Jesús Carballo Taboada nació en Santiago de Compostela el 15 de marzo de 1873. Sacerdote y prehistoriador, junto con Sanz de Sautuola, Alcalde del Río y Lorenzo Sierra forman las grandes figuras de los estudiosos de la espeleología y la prehistoria.
En 1892 ingresó en la congregación salesiana donde después de reealizar sus estudios se dedicó a la enseñanza. Estudió en Italia Filosofía y Teología, y al regresar a España comienza sus estudios de Ciencias Naturales que terminó en 1922 con una tesis sobre «El Paleolítico en la costa Cantábrica».

Desde los primeros años del siglo XX fue director del colegio de los salesianos de Santander, pero es en el campo de la espeleología y de las cuevas donde desarrollaría una intensa actividad que le dio fama entre los investigadores. Propuso la creación de un grupo espeleológico en Santander y entre 1908 y 1911 publica varios artículos sobre esta cuestión a la vez que inicia sus primeras exploraciones, ayudado por el marqués de Comillas. Sus hallazgos se publican en el «Boletín de la Real Sociedad Española de Historia Natural». En 1917 comienza las excavaciones en la cueva de Morín y en 1912 inicia las de la cueva de Rascaño.

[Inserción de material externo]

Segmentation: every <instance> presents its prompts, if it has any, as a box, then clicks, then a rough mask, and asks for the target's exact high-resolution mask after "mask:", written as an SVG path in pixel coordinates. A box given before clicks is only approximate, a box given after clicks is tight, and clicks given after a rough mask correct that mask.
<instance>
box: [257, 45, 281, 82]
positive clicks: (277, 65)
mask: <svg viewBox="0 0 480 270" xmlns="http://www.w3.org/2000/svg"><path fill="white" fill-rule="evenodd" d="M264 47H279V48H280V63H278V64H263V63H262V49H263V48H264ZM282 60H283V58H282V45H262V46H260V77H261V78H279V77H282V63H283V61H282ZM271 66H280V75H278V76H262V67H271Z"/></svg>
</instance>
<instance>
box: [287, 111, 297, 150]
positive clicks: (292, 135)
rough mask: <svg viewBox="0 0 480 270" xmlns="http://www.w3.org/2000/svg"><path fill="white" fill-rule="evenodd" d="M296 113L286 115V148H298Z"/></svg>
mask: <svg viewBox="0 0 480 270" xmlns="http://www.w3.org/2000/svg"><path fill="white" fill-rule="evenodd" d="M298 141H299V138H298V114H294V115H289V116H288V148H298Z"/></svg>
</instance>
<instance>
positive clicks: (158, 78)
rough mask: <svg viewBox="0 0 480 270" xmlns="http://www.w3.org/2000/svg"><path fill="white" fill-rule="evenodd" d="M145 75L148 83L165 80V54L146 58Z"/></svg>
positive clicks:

En esta primera etapa la labor de Carballo se centra en el estudio de la geología de los Picos de Europa, descubre restos de mamut en Pámanes, y restos de arte rupestre en Sepúlveda. A él se deben las primeras campañas de excavaciones en Julióbriga y el haber redactado el proyecto oficial de alumbrado de la cueva de Altamira.

En 1924, sufragado por el marqués de Torrecilla, publica su obra más popular, «Prehistoria universal y especial de España». En 1926 se inauguró gracias a su gestión el Museo Provincial de Prehistoria, del que sería primer director. El mueso se ubicaría primero en el Instituto de Enseñanza Media, y desde 1941 en los bajos del edificio de la Diputación, en la calle Casimiro Sainz.

Su fama como investigador está unido a la cueva de El Pendo, donde trabajó desde 1924 hasta 1957.

Además de «Prehistoria universal y especial de España», publicó «Investigaciones prehistóricas» (1957 y 1960) y las novelas prehistóricas o protohistóricas, «El rey de los trogloditas» (1949), y «Fida, la hija del último druida galaico» (1951).

Murió en Santander el 30 de noviembre de 1961.